Dunce and Sensibility

Who do you think is the most sensible character in the book? And who
is the biggest dunce?

7 comments:

Erin said...

Most sense: Jones

Biggest dunce: Mrs. Levy

But it's a close call.

kc said...

Oh, I agree on Jones being the most sensible. Good call.

It's funny that you mention Mrs. Levy because as I was reading the book this time I had the distinct impression at several points that she was a lot like Ignatius. They both had "worldviews" (albeit quite muddled and self-serving). They were both prone to exaggeration and hyperbole of every sort, constantly inventing dramatic responses, coming up with schemes to improve the world or someone in it, always having "projects," always seeing the worst in certain people (Ignatius in his mother, who wasn't a bad person/ Mrs. Levy in her husband, who wasn't a bad person) and the best n other people who didn't necessarily deserve it (Lana Lee as the intellectual). They both had an unusual interest in Miss Trixie.

Erin said...

Oh, that's excellent. I hadn't noticed those similarities.

Ben said...

The epigraph hints that Ignatius is the only one who is not a dunce. I wonder whether this is to be taken seriously. Perhaps when you set aside his personality, Toole has the same opinions as Ignatius on important matters (how the world should work).

george said...

I hadn't noticed those similarities either. It seemed Ignatius was the big exaggerator to try to make up for his own shortcomings and gather sympathy for himself. Mrs. Levy did it to get at Mr. Levy through their children.

kc said...

Mrs. Levy also fetishizes certain objets, like her exercise board, and Ignatius does the same — his cap, the crosses.

cl said...

Agreed, most sense, Jones.

I thought all of the characters, except Jones, were working with distorted worldviews, that that was the point. Either that or the author used that flaw as a device to explain away why various employers and other characters kept giving Ignatius an opportunity to wreak more havoc.

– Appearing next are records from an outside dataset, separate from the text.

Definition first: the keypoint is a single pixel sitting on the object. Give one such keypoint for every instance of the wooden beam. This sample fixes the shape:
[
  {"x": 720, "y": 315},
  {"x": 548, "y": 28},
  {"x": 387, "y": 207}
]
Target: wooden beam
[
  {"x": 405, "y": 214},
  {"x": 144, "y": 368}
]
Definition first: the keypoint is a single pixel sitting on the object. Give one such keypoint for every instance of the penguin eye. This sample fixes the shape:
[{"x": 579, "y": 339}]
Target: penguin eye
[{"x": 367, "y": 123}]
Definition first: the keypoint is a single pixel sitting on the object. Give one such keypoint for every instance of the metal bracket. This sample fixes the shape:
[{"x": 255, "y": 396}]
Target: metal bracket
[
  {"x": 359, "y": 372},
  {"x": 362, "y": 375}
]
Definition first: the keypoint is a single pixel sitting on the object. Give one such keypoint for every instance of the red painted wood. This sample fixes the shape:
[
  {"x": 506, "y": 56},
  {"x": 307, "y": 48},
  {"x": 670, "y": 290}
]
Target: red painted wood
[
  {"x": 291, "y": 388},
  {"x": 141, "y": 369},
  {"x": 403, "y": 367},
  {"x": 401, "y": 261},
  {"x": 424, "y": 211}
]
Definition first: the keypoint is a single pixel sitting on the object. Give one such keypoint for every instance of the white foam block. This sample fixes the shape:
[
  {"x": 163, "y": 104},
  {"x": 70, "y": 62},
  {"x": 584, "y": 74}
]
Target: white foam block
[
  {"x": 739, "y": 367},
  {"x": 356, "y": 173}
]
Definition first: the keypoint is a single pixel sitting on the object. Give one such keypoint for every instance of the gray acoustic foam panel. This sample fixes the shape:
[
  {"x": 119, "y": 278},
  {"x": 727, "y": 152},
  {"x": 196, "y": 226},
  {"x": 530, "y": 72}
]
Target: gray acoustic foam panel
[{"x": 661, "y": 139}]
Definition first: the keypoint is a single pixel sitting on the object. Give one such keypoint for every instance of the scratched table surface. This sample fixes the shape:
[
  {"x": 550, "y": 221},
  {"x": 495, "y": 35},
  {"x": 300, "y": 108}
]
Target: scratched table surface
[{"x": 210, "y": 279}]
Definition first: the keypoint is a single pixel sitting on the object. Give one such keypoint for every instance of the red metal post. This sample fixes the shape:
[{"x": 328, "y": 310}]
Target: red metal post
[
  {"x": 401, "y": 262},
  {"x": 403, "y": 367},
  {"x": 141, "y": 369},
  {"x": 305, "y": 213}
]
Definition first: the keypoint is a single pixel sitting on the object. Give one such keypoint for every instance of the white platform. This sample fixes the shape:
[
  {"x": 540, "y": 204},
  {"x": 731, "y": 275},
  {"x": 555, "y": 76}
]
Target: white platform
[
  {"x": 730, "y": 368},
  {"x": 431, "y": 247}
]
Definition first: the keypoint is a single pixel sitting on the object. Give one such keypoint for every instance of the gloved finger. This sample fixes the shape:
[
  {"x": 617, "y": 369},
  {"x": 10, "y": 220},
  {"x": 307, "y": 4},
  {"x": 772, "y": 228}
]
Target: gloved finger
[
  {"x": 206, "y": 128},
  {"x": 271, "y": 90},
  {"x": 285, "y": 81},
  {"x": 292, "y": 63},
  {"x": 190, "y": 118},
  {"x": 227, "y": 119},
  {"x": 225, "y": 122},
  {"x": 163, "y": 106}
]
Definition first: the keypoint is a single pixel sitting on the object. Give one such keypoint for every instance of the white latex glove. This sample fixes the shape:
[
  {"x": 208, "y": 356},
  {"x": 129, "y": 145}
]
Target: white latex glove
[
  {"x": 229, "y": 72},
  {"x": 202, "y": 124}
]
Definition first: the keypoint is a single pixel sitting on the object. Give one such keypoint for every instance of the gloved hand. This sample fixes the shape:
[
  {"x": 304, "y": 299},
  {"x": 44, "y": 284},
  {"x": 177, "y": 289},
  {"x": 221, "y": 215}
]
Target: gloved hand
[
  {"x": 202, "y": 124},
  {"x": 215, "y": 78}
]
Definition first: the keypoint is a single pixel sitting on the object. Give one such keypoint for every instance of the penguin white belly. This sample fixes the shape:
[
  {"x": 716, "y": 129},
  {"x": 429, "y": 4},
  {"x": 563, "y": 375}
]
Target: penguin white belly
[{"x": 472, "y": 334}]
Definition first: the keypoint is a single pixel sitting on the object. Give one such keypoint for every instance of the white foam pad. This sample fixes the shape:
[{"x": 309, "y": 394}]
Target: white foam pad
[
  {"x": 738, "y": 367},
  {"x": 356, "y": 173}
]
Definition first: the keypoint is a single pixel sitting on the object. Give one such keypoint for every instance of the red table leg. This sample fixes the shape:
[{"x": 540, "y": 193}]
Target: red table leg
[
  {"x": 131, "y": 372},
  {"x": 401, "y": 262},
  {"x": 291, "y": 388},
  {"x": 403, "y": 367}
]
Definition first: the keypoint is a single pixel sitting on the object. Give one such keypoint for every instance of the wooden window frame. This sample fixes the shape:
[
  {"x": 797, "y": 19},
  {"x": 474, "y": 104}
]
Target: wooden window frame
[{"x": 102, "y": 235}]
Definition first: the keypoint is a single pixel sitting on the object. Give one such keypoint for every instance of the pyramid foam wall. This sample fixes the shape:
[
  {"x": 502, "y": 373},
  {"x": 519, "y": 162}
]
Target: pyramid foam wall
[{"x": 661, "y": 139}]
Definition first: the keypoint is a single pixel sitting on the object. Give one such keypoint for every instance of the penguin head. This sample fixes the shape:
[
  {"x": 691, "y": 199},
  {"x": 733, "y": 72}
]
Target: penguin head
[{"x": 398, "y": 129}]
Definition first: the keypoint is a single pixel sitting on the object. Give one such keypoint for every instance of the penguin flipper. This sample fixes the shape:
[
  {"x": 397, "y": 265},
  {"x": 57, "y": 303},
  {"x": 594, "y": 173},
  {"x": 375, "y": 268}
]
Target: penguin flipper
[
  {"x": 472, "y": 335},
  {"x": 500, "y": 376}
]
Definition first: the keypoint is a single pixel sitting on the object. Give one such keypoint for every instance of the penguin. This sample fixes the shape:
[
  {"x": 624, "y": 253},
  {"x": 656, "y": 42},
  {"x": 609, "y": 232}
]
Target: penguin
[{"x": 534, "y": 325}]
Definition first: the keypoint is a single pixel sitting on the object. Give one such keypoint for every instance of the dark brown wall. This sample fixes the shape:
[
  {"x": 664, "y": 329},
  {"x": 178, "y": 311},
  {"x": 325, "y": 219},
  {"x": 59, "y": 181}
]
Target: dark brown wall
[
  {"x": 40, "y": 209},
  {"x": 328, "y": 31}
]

Mrs. Levy took a lot of the author's scathing hatred: "Mrs. Levy was a woman of interests and ideals. Over the years she had given herself freely to bridge, African violets, Susan and Sanda, golf, Miami, Fannie Hurst and Hemingway, correspondence courses, hairdressers, the sun, gourmet foods, ballroom dancing, and, in recent years, Miss Trixie."

Ouch! All he failed to mention was that exercise board.